Simon Foster speaks to the writer/director behind one of the year’s most serene films.
17 Nov 2011 - 3:44 PM  UPDATED 26 Feb 2014 - 4:09 PM

The first time Tusi Tamasese witnessed the skills of an orator, he was transfixed but also nonplussed. He understood the role that the great chief-of-words played in his tribal culture but the language was unfamiliar to him.

“I was very young. It was a funeral,” he recalls, with a gentle, measured intonation that ideally suits the creative force behind The Orator. “I didn't really understand what was going on because orators speak in a different language, so formal and full of metaphors and poetry. But the people around me, all of the older generation, were laughing.”

When told that the preview screening SBS attended was packed with his countrymen – guests of Sydney's Samoan Council – who'd all erupted in similarly spontaneous guffaws, Tamasese is not at all surprised. “Samoans who live here, who have travelled from Samoa, hear and see certain things in the film that remind them of their life in Samoa. They have got a kind of deeper insight into the film.”

That Tamasese's directorial debut should inspire such a response heartens the young filmmaker, who graduated to feature films after taking part in the 2010 Berlin Film Festival talent campus and wowing global festival goers with his 2009 short, Va Tapuia (Sacred Spaces). Yet he derives even greater pleasure from how his love story between Vaagia, a banished woman, and Saili, a small person outcast, has resonated with non-Islander audiences. (The film has been the year's sleeper hit at the New Zealand box office, steadily earning close to US$600,000 at press time, and is New Zealand's official entry to the foreign language Oscars in 2012.)

“It is set in an unseen world; no one, or at least the majority, really knows where Samoa is,” admits Tamasese. “But the themes that the characters go through, they are universal themes. It is about how love is blind and about (coping with) death. That is how outside audiences identify with the characters.”

Also common to non-Samoan audiences will be the role that language plays in the story, and the power the orator wields through the simple application of words and emotive reasoning. Tamasese was determined to find a potent thematic device to convey that very point, so he cast a small person, first-time actor Fa'Afiaula Sagote, in the lead role of Saili. “When I created the character and made him a small person, I [did so] after looking at the Samoan culture, which is very oral. When chiefs confront each other, they fight through words. Having someone who is big and intimidating against someone who is small, and have them battle with weapons that are words, you can overcome [physical] situations and win.”

Casting the then 31-year-old Sagote proved a masterstroke: the actor – a carpenter by trade, who was discovered in the deep Samoan hinterland – will be attending the Asia Pacific Screen Awards in late November to vie for the Best Actor award. Drawing such a lauded performance from a non-actor (one of many in the cast of Indigenous islanders) also represented a steep learning curve for Tamasese; casting the experienced stage actress Tausili Pushparaj as Vaaiga allowed for her guidance and wisdom on-set, but the first-time director still had to rein in the novice actors during the tight rehearsal period.

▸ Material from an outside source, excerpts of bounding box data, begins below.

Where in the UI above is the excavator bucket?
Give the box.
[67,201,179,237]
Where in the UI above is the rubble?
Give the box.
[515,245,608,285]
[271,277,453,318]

“These people had seen a lot of Hollywood movies, so their idea of acting was very open and big, which is exactly what I was against,” he recalls. “I wanted them to be Samoan. They were pretending to be someone other than themselves. In talking to them, I told them 'This is a film about being Samoan and you have to go back to your life experience, in the way you talk and sit. That is what I am after.'” Tamasese's intent and his connection to the region's way-of-life soon convinced his cast. “They began to relate to the characters,” he says, “and discovered ways to bring these characters to life.”

The clearly-defined dramatic arc in Tamasese's script is resonant because it's richly infused with its setting. From his extended opening sequence – a vivid exploration of the landscape and the role the climate plays in shaping the inhabitant's connection to the land – the director clearly exhibits an understanding of the oneness that binds Samoans.

“The shoot was very difficult,” Tamasese states, bluntly. “But the sounds, the weather, was always a character in the film; I always wanted to feature the land. To capture Samoa, you have to capture the environment. You need to see the people against the trees and the mountains. Because, you know, that's where we come from.”